Abstract

INTRODUCTION: Trigeminal neuralgia is a debilitating disease affecting 4-27/100000 people annually. In Ontario, over 2000 patients will be cared for through a universal government payer model. Interventions for profound pain include medical and surgical therapies, among other options. The global expected cost of these approaches is unknown. METHODS: Costs were gathered from the Canadian Institute for Health Information, Ontario Drug Benefit Formulary, and Ontario Ministry of Health Schedule of Benefits for Physician Services Under the Health Acct. Academic literature was used to estimate unavailable items. A cost-benefit Markov model was created for each strategy with literature-based event rates for annual cycles from year one to five, followed by a linear recurrent cycle from year six to ten.
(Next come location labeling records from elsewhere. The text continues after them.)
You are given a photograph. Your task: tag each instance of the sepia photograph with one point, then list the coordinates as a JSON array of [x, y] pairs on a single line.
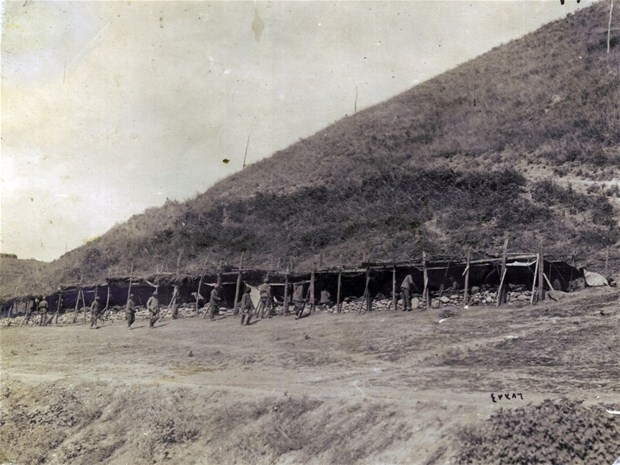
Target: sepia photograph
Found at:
[[310, 232]]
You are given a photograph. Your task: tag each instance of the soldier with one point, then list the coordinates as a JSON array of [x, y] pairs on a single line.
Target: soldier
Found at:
[[43, 311], [214, 301], [266, 300], [95, 309], [298, 300], [405, 289], [325, 301], [247, 307], [153, 307], [173, 302], [130, 311]]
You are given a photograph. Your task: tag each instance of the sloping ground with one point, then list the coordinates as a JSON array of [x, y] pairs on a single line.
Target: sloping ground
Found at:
[[18, 276], [380, 388], [461, 160]]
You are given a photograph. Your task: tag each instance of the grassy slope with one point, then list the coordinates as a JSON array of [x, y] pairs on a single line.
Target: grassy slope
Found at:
[[17, 276], [541, 113]]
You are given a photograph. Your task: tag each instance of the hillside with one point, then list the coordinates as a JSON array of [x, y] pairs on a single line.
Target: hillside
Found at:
[[522, 142], [18, 276], [386, 387]]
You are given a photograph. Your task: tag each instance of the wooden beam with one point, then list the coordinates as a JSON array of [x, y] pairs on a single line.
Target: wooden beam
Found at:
[[541, 271], [534, 280], [500, 290], [238, 286], [466, 290], [394, 301], [338, 302], [425, 293]]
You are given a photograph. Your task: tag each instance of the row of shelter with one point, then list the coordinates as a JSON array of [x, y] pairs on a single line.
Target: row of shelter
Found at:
[[367, 281]]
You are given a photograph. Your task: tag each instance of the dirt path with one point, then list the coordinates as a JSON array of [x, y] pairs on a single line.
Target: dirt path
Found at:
[[383, 387]]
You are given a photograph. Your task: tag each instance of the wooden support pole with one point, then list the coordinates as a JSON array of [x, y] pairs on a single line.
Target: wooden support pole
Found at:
[[466, 290], [204, 270], [179, 260], [83, 305], [77, 304], [541, 271], [129, 287], [394, 301], [607, 262], [238, 286], [366, 297], [534, 280], [107, 303], [58, 307], [285, 310], [425, 294], [338, 292], [311, 291], [501, 293]]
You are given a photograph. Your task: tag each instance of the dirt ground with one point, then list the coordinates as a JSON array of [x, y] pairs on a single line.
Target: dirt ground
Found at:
[[516, 384]]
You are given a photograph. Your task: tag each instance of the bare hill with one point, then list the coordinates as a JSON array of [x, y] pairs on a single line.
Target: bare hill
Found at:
[[18, 276], [522, 142], [520, 384]]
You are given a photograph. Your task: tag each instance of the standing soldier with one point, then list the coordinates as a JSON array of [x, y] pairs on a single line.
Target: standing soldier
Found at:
[[214, 301], [298, 300], [43, 311], [95, 309], [153, 307], [405, 289], [130, 311], [247, 307], [266, 300], [173, 302]]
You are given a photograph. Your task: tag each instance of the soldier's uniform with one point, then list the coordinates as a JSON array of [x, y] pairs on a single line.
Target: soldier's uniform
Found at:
[[405, 289], [266, 301], [247, 307], [43, 311], [298, 300], [214, 301], [153, 307], [95, 309], [130, 311]]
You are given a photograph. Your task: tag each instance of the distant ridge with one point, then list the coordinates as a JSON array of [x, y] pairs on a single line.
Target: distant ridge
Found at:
[[522, 142]]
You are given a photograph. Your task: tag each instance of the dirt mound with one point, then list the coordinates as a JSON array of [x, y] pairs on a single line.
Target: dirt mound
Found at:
[[559, 432]]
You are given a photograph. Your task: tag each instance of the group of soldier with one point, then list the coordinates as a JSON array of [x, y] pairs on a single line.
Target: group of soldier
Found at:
[[245, 306]]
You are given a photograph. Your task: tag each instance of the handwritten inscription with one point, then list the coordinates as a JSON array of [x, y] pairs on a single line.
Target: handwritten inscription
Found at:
[[506, 396]]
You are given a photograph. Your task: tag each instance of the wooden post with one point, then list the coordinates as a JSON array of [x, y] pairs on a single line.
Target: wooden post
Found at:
[[238, 286], [107, 302], [179, 260], [466, 290], [534, 280], [84, 304], [366, 297], [77, 303], [425, 294], [501, 294], [285, 310], [607, 262], [394, 301], [204, 270], [58, 307], [311, 291], [541, 271], [129, 287], [338, 291]]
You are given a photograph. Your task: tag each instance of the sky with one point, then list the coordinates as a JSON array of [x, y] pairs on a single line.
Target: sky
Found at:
[[110, 107]]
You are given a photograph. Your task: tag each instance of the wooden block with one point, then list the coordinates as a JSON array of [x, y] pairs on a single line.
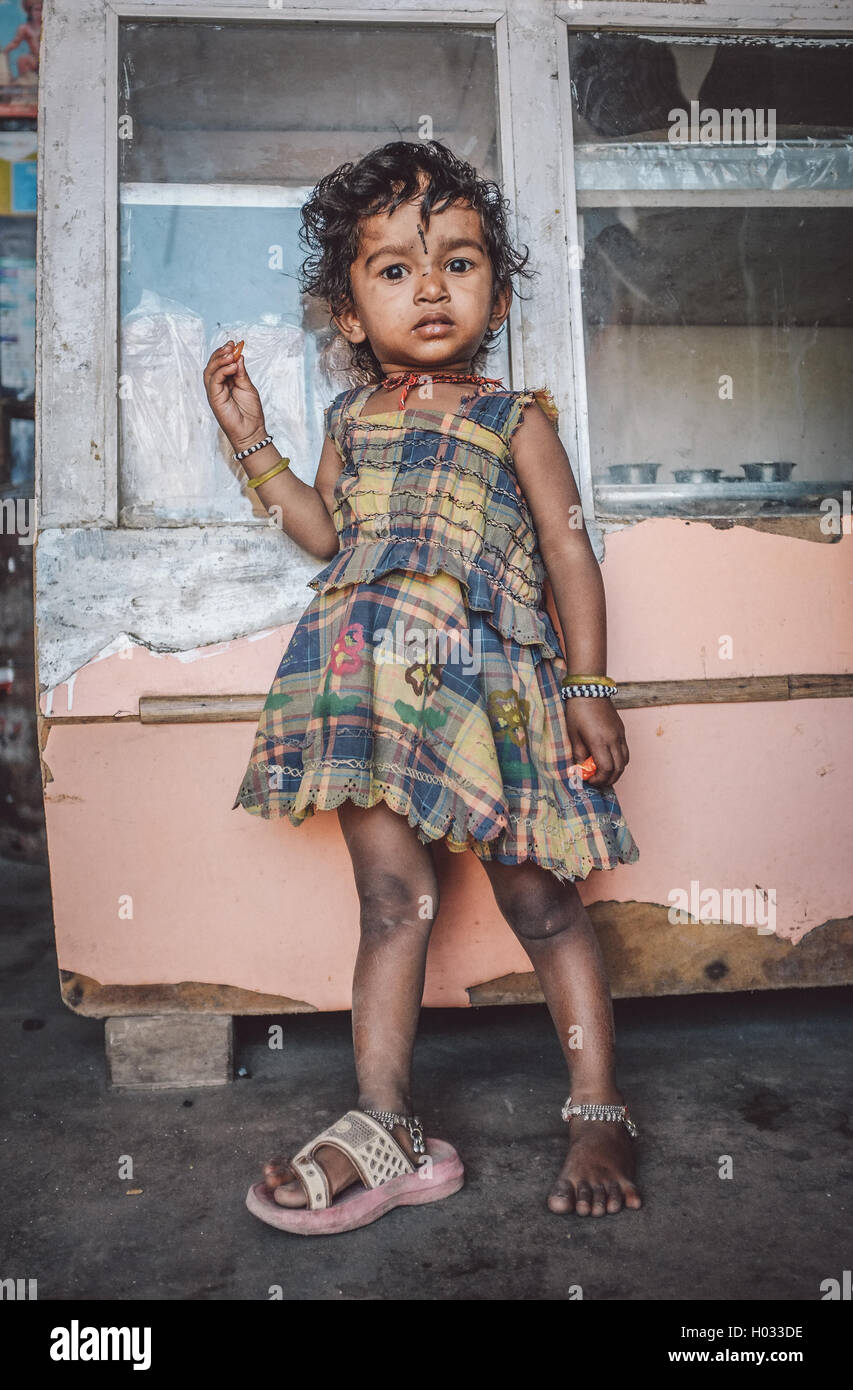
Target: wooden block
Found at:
[[170, 1050]]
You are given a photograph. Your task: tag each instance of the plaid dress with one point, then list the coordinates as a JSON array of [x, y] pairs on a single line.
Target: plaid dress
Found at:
[[425, 672]]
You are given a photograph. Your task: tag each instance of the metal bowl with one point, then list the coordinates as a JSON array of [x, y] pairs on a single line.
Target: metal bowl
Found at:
[[696, 474], [632, 471], [767, 471]]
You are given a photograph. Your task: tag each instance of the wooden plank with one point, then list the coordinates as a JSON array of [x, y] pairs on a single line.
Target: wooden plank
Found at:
[[93, 1000], [731, 690], [646, 955]]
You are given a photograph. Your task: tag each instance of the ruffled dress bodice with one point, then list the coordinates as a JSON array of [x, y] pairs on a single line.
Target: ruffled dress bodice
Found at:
[[428, 491]]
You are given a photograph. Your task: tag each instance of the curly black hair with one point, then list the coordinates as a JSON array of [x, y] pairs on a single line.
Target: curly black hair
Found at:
[[381, 181]]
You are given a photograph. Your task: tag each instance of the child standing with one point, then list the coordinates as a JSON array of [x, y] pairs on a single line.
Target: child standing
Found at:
[[421, 690]]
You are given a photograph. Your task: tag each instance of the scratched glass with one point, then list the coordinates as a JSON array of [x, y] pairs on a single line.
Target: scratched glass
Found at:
[[224, 131], [714, 273]]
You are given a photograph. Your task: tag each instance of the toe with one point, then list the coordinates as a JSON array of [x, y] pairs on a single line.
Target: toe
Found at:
[[291, 1194], [584, 1203], [614, 1197], [561, 1198]]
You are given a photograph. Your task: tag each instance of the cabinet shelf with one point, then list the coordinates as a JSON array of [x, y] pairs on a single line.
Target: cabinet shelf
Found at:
[[714, 499], [663, 174]]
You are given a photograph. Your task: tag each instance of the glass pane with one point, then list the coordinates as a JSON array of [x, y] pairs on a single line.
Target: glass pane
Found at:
[[714, 182], [213, 174]]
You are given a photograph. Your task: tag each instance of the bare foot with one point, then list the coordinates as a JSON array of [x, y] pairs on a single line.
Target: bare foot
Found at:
[[598, 1175], [288, 1190]]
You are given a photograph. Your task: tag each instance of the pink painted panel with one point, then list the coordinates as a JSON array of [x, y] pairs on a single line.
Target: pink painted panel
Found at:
[[725, 797]]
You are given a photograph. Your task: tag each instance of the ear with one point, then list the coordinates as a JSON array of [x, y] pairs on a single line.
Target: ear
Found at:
[[500, 306], [349, 324]]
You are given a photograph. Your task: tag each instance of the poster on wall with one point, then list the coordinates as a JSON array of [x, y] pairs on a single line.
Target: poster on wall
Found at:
[[20, 39]]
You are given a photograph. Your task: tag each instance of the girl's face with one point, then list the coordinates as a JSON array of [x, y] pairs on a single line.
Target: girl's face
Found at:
[[406, 273]]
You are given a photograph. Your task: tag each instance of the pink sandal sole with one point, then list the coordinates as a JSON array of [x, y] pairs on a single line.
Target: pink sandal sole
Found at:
[[357, 1205]]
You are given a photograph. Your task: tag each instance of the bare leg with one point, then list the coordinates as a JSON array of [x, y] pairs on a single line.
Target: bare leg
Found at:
[[399, 898], [553, 926]]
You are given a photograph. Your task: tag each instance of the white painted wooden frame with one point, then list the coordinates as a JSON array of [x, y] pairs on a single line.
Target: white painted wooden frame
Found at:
[[95, 580], [714, 17]]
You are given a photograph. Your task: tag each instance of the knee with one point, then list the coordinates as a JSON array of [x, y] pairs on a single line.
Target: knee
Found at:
[[543, 913], [391, 902]]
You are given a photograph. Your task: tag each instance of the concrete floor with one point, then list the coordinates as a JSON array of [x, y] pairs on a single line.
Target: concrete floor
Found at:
[[762, 1077]]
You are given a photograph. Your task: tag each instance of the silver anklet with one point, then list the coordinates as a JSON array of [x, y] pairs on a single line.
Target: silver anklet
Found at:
[[388, 1119], [598, 1111]]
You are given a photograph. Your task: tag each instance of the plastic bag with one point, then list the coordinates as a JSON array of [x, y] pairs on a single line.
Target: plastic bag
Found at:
[[167, 427]]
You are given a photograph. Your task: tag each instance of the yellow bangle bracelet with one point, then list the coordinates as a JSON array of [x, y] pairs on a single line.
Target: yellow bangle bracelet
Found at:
[[264, 477]]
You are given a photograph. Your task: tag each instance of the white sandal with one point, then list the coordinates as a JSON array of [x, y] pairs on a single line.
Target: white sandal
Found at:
[[389, 1179]]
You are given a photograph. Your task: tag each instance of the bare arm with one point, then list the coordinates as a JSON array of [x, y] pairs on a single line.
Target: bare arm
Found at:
[[304, 510], [548, 483]]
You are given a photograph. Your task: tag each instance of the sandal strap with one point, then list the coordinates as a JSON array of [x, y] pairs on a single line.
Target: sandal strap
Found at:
[[373, 1151], [600, 1111]]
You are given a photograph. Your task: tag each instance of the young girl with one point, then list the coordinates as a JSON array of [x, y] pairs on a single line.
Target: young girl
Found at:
[[421, 690]]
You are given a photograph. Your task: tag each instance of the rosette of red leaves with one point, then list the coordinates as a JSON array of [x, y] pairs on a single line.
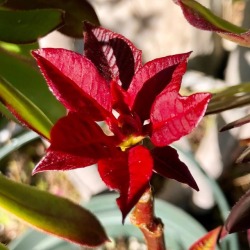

Incremental cost-effectiveness ratios (ICERs) were calculated based on incremental cost in $CAD in 2022 per patient with a pain free year. RESULTS: Base case cost per patient was $10866 at ten years in the “MVD first” group and $10710 in the “carbamazepine first” group. The break-even point is slightly longer than ten years. Surgical cost is significantly higher at year one, at $9733 versus $1903. Ten year ICER was $1014 for “MVD first,” with strict superiority beyond this time point. One way deterministic sensitivity analysis for multiple factors suggested the highest cost variability and ICER variability was due to surgery cost, medication failure rate, and medication cost. CONCLUSIONS: Economic beneift is established to a “MVD first” strategy in the Ontario context with strict superiority beyond the ten-year horizon. If an arbitrary ICER of $50000 is used, benefit is established at four years. MVD could be considered broadly as a cost-effective and cost-saving measure in patients expected to live beyond these horizons.